I’ve spoken to local Conservative parties who complain both that they can’t get money out of CCHQ and that local donors who don’t believe in Badenoch are refusing to open their wallets. That’s anecdotal but it does illustrate the problem.
But there’s an even deeper problem: Badenoch’s apparent critique is wrong. If you wanted a shorthand explanation for how the Conservative party reached its current parlous state, the idea that central office’s job consists solely of fundraising and campaigning is a good one.
Each is obviously important, but both are short-term goals focused entirely on the interests of the current leader. What has been missing, for the quarter-century since Wiliam Hague gutted the party’s democratic structures in 1998, is any long-term investment in the party as an institution.

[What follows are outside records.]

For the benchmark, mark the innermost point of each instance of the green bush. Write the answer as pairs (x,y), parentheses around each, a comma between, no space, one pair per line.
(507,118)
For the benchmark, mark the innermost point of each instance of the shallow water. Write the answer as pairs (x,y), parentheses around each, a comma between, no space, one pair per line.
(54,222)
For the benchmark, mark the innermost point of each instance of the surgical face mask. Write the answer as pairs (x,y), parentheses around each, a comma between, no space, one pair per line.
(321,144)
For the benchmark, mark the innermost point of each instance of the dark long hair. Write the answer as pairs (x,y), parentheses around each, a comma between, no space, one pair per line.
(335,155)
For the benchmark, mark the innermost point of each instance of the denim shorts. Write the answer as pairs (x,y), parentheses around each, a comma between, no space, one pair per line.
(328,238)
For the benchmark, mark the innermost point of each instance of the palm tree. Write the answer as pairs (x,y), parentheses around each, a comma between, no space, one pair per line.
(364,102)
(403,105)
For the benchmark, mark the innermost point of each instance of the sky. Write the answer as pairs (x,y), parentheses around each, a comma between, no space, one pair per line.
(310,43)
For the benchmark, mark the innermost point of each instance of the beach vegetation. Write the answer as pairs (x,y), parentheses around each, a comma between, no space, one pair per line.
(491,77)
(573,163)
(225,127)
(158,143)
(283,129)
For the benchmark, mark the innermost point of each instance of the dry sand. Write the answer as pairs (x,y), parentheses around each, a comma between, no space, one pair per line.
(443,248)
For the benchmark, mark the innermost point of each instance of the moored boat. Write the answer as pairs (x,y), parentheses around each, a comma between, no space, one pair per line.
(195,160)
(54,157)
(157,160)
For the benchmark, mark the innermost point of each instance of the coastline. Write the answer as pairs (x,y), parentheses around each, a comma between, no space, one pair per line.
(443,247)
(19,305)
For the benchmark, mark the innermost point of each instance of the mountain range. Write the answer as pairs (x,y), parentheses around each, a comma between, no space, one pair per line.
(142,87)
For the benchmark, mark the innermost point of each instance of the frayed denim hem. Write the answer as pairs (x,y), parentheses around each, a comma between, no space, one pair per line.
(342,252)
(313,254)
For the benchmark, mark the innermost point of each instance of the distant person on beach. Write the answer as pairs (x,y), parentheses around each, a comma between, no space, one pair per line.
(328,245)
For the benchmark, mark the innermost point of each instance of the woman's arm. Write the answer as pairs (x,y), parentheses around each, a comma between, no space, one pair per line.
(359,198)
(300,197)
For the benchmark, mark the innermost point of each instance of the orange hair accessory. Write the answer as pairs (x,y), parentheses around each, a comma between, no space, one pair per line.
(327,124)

Where is the investment in activist training and development, of the sort that comes to the left as second nature? The Tory party used to maintain Swinton College, an actual establishment, for that purpose. Networks of Tory trade unionists, academics, or even professionals (outside the City) are vestigial or non-existent.
Nor does the party any longer maintain the kind of national network of full-time election agents that once made it such a formidable election-winning machine. Not only are election agents hired in feast-and-famine fashion in time with the electoral cycle, but they are hired anew at each election in a new batch of target seats, with no long-term cultivation of the Tory vote over multiple cycles.
Finally, there appears to be nothing on maintaining the party as a social institution. Where once the Young Conservatives were a dating service in much of Britain, the central party is now so sensitive to scandal that it doesn’t have an autonomously-organised youth wing and goes so far as to condemn Tory students for hosting a (popular) fox-hunt themed pub crawl.
All this has served individual leaders well in the short term. But it has compounded other problems: there is no to little sense of there being an institutional or social Conservative party distinct from the leader. This means the full weight of sustaining the party as a campaigning force is on Badenoch’s shoulders – whether she likes it or not.